Hubert Anson Newton FRS HFRSE (19 March 1830 – 12 August 1896), usually cited as H. A. Newton, was an American astronomer and mathematician, noted for his research on meteors.

==Biography==
Newton was born at Sherburne, New York, and graduated from Yale in 1850 with a B.A. He continued his studies independently in New Haven and at home, due to the absence of Anthony D. Stanley, the primary professor of mathematics at Yale who was at the time dying of tuberculosis. Newton took up the position of tutor in January, 1853, a few months before Stanley's death, and served as the principal instructor of mathematics until 1855 when he was appointed professor of mathematics. He deferred taking up the appointment for one year, traveling to Europe to attend lectures by distinguished mathematicians. The Mathematics Genealogy Project lists his advisor as Michel Chasles, whose lectures on projective geometry he attended at the Sorbonne. Chasles' techniques had a significant impact on his subsequent research in mathematics, in particular on finding the equation of a circle tangent to three other circles.

However, Newton is best known for the study of the laws of meteors and of comets and their interrelation. He attempted to contribute to the theory advanced by Denison Olmsted of Yale in 1833 that meteors were a part of a mass of bodies moving round the sun in a fixed orbit. He began in 1860, with a description of a meteor observed on November 15, 1859. Using accounts of the path and timing of the meteor he used triangulation techniques to estimate its height and velocity. Starting in 1861, he supervised the work of the Connecticut Academy of Arts and Sciences to perform coordinated observations of meteors, providing standardized observational charts for tracking their paths. Results of this investigation, published in 1865, showed that the meteor showers in different months were occurring at different altitudes. He also examined the timing of meteor showers, showing that the drift in time over centuries could be explained by the precession of equinoxes (also known as axial precession, which he then used to put strong constraints on the orbits of the Leonid meteors.

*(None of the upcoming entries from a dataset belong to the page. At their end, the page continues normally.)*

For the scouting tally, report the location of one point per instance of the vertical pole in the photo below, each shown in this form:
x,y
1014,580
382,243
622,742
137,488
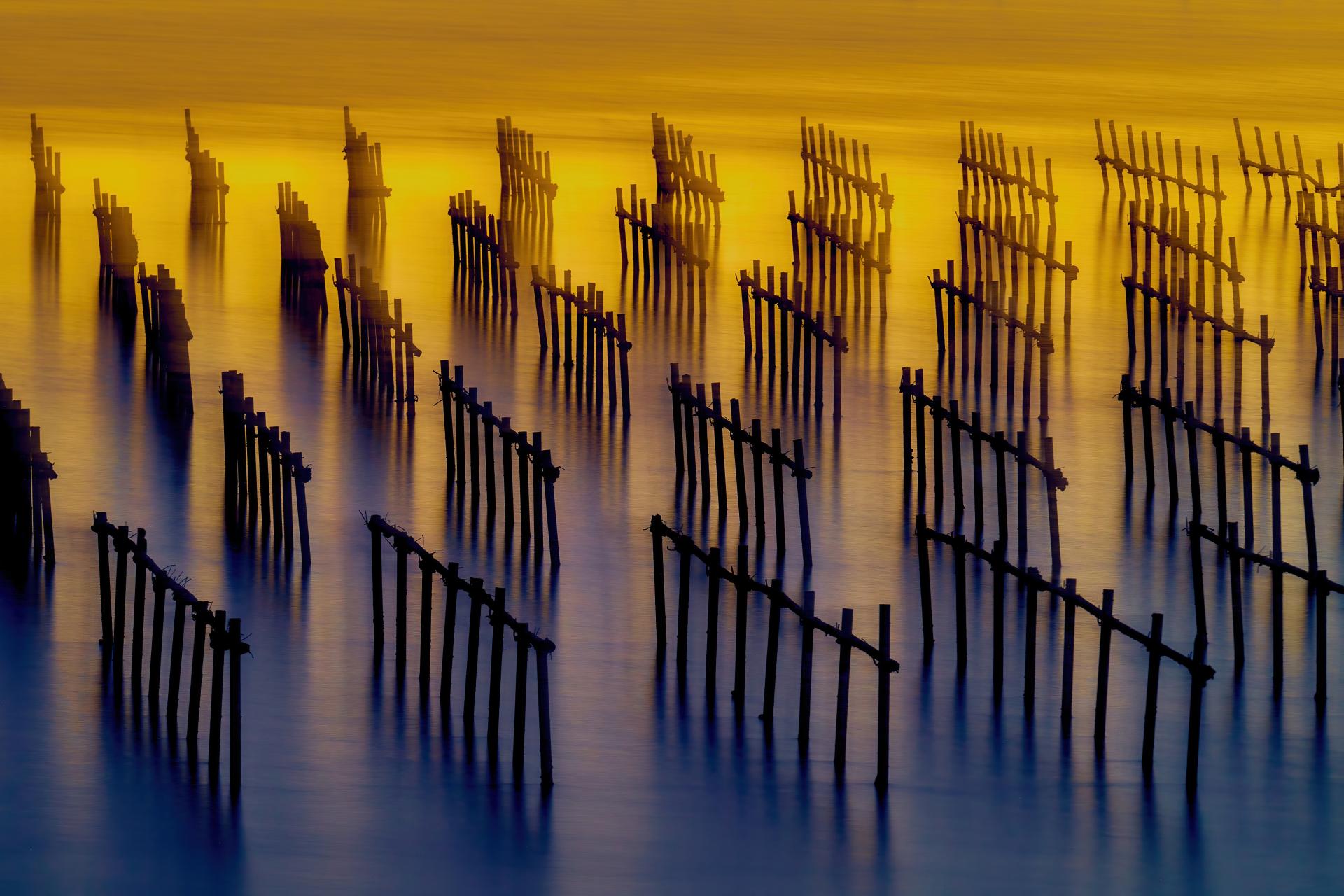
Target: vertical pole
x,y
883,694
925,590
772,656
843,691
473,653
800,475
426,618
137,625
217,691
1028,692
1108,605
179,624
156,645
543,715
683,613
1155,660
445,662
1236,568
375,539
235,707
660,621
999,561
711,640
809,603
198,657
492,723
1066,696
521,703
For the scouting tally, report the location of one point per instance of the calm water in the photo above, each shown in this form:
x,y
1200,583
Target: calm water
x,y
349,786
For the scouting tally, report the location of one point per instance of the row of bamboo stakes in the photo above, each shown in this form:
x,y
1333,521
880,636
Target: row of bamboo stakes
x,y
761,307
302,266
1160,176
1288,174
225,640
1186,279
1148,403
692,410
524,171
261,469
365,167
663,244
1034,584
914,402
498,618
167,336
675,169
207,181
46,172
590,333
470,429
118,251
745,586
483,248
835,194
372,328
26,473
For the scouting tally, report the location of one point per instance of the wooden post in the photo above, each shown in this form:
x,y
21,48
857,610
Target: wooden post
x,y
375,538
1028,692
1108,605
122,546
843,691
445,388
721,469
1196,699
1236,568
683,613
217,691
836,342
445,668
473,653
1155,660
1304,475
1066,688
1193,453
302,500
958,550
156,645
800,475
1170,428
997,564
543,716
488,433
659,589
492,723
1323,592
738,469
925,590
426,618
1196,562
179,624
883,695
711,638
521,701
739,650
1129,438
137,626
198,657
235,707
758,479
772,656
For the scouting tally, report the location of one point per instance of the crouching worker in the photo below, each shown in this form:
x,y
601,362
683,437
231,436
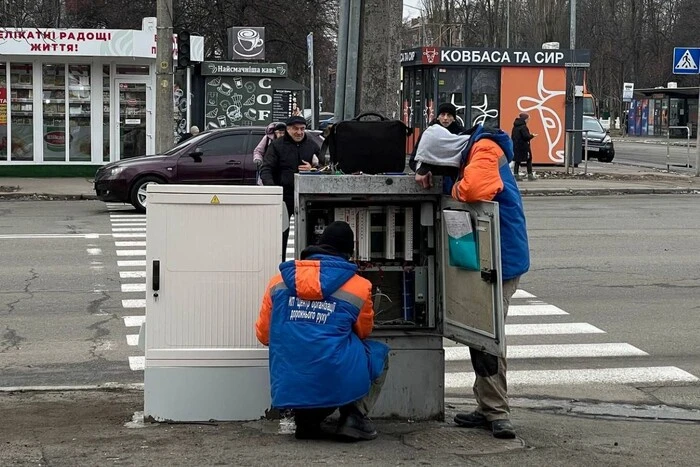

Newton played an important role in American mathematics, as Yale became the first institution in the United States to grant doctoral degrees in mathematics in 1862. One of the most prominent graduates in mathematics during his tenure was E.H. Moore. He won the Smith gold medal from the National Academy of Sciences of which he was a founding member. In 1867, he was elected as a member to the American Philosophical Society in 1867. He was also elected an associate of the Royal Astronomical Society of London, served as president of the American Association for the Advancement of Science (1885), and was foreign member of the Royal Society of Edinburgh.

Many of his papers on meteors were published in the Memoirs of the National Academy, the Journal of Science, and the American Journal of Science.

==Family==

In 1859 he married Miss Anna C. Stiles, a minister's daughter from New York with whom he had two daughters.